Orodruin, i liked your subtle humor, i laughed.
I hope you didn't offend, since i see others might:
Sorry, relatively new to the forums. Is your attitude the usual around here?

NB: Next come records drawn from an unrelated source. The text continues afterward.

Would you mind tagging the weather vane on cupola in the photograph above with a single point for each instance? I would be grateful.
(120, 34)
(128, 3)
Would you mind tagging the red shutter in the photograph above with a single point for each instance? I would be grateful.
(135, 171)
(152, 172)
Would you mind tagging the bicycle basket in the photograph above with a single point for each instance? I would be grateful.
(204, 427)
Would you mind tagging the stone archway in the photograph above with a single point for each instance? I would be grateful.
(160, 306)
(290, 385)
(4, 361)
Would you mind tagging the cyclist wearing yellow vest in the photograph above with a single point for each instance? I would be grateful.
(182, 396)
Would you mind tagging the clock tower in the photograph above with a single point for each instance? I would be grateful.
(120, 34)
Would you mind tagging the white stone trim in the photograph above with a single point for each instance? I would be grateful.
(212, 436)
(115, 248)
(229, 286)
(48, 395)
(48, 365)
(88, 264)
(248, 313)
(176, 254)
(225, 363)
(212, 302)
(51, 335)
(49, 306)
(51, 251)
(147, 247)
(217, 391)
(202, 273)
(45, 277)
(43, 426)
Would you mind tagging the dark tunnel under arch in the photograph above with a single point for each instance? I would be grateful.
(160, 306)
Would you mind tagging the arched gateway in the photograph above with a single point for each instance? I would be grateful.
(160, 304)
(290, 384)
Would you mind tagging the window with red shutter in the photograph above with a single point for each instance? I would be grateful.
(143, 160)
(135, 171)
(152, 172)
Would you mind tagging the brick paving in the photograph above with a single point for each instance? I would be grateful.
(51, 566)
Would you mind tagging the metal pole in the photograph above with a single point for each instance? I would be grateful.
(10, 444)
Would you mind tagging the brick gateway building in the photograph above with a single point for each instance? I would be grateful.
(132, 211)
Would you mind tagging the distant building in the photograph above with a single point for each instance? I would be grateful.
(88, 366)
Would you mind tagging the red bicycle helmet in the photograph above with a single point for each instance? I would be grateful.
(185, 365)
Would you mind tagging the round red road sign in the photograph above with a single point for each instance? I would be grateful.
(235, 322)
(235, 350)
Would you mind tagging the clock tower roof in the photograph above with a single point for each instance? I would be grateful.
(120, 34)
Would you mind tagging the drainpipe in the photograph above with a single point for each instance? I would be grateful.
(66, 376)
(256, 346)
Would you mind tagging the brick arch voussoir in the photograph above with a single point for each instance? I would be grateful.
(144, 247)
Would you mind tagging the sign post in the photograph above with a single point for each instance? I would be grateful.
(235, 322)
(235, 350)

$$h=\frac{V}{\pi r^2}-\frac{2}{3}r=\frac{V}{\frac{\pi}{4}\sqrt[3]{\left( \frac{3V}{\pi} \right)^2}}-\frac{2}{3}\frac{1}{2}\sqrt[3]{\frac{3V}{\pi}}$$
$$h=\frac{V-\frac{\pi}{4}\sqrt[3]{\frac{3V}{\pi}}\sqrt[3]{\left( \frac{3V}{\pi} \right)^2}}{3\frac{\pi}{4}\sqrt[3]{\left( \frac{3V}{\pi} \right)^2}}=$$
$$h=\frac{V-\frac{\pi}{4}\frac{3V}{\pi}}{\frac{3\pi}{4}\sqrt[3]{\left( \frac{3V}{\pi} \right)^2}}=\frac{\frac{1}{4}V}{\pi\sqrt[3]{\left( \frac{3V}{\pi} \right)^2}}$$
$$=\frac{V^{(1-2/3)}}{4\pi\sqrt[3]{\left( \frac{3}{\pi} \right)^2}}=\frac{\sqrt[3]{V}}{4\pi\sqrt[3]{\left( \frac{3}{\pi} \right)^2}}$$
It doesn't equal r, so h≠r and it should

After a few trials i got the right answer, that the height of the cylinder equals the diameter:
$$h=\frac{V}{\pi r^2}-\frac{2}{3}r=\frac{V}{\frac{\pi}{4}\sqrt[3]{\left( \frac{3V}{\pi} \right)^2}}-\frac{2}{3}\frac{1}{2}\sqrt[3]{\frac{3V}{\pi}}$$
$$h=\frac{3V-\frac{\pi}{4}\sqrt[3]{\frac{3V}{\pi}}\sqrt[3]{\left( \frac{3V}{\pi} \right)^2}}{3\frac{\pi}{4}\sqrt[3]{\left( \frac{3V}{\pi} \right)^2}}=\frac{3V-\frac{\pi}{4}\frac{3V}{\pi}}{\frac{3\pi}{4}\sqrt[3]{\left( \frac{3V}{\pi} \right)^2}}$$
$$=\frac{\frac{9}{4}V}{\frac{3\pi\sqrt[3]{(3V)^2}}{4\sqrt[3]{\pi^2}}}=\frac{3V}{\sqrt[3]{\pi}\sqrt[3]{(3V)^2}}=\sqrt[3]{\frac{3V}{\pi}}=2r$$

Orodruin
PeterDonis
Mentor
2020 Award
Moderator's note: Thread title changed to be more descriptive and less generic.